Los Indios were a brother duo from north-eastern Brazil. According to my father, they were cannibals who came upon a downed plane full of dead musicians and, after eating their bodies, taught themselves how to play their instruments. In reality, however, these two probably had more in common with Ukrainian ex-pat Clarice Lispector (who was raised in Maceio) than the Yanomamo of yesterday's post.

Stories such as these were common at a time when anything out of the ordinary was amplified. Not because a gimmick was needed but because the idea of a musical conservatory accepting Indians was even more preposterous than that of autodidact cannibals.

But it worked the other way too. One example is Peruvian-born "exotica" singer Yma Sumac, whom many believed was actually a housewife from Brooklyn named Amy Camus (her stage name spelled backwards). Yma's story is the story of knowing better, which is to say knowing the lie but also what lies behind it -- even if what lies there is also untrue.

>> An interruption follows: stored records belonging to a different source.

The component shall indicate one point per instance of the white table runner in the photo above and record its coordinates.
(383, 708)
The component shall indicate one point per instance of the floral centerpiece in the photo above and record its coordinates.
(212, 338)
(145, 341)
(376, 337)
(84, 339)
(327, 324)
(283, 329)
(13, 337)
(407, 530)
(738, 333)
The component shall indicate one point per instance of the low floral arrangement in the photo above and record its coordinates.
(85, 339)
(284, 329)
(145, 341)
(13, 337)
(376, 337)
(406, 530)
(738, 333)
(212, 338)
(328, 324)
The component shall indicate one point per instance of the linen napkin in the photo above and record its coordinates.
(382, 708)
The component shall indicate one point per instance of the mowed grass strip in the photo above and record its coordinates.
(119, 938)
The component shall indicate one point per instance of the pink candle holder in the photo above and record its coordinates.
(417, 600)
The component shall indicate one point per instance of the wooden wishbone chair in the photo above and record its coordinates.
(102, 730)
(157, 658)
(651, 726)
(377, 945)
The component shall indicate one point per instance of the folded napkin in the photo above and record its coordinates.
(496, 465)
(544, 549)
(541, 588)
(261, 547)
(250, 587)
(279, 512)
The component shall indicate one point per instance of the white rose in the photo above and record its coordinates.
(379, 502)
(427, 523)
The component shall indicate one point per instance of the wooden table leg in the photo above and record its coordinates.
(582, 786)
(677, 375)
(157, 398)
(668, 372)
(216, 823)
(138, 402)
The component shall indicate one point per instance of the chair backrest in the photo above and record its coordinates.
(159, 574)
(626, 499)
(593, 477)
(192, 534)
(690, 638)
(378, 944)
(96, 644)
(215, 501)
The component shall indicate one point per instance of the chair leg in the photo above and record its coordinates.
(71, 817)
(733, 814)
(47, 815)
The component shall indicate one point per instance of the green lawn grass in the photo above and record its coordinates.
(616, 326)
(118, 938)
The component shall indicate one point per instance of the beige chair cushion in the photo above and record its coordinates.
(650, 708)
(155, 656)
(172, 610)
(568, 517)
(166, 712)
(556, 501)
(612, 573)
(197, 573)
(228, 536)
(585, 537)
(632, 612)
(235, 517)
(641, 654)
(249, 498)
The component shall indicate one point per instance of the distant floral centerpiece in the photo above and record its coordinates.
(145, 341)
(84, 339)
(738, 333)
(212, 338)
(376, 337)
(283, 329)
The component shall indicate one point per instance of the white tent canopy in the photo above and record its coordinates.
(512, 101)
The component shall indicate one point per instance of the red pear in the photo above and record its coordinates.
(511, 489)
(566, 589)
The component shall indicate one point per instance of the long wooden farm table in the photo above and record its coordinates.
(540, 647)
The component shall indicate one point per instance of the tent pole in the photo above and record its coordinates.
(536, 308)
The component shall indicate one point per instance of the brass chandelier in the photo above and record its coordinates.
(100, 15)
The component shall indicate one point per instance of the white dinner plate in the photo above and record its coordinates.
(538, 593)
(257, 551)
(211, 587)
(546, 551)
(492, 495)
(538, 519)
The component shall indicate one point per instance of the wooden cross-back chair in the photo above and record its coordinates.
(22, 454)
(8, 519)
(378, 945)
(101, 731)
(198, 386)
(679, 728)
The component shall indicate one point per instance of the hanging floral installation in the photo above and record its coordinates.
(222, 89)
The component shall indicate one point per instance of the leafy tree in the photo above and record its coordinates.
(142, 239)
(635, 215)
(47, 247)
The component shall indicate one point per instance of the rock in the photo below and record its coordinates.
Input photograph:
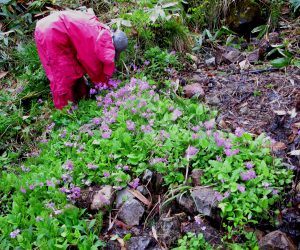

Saturday, October 20, 2012

Deep State (2012)

Last night VIVO curator Amy Kazymerchyk screened Deep State (2012), a 45 minute video by the Museum of Non-Particpation (Brad Butler and Karen Mirza) that takes its title from the Turkish words derin devlet, which refer to closed-circuit, state-within-a state hidden assemblies where, faced with public dissent (for example), decisions concerning the deployment of police (using water cannons, water-boarding) are enacted. Rather than attempt a representation of this neo-liberal wheelhouse we are instead given its compositional analogue in the form of the structure of the video.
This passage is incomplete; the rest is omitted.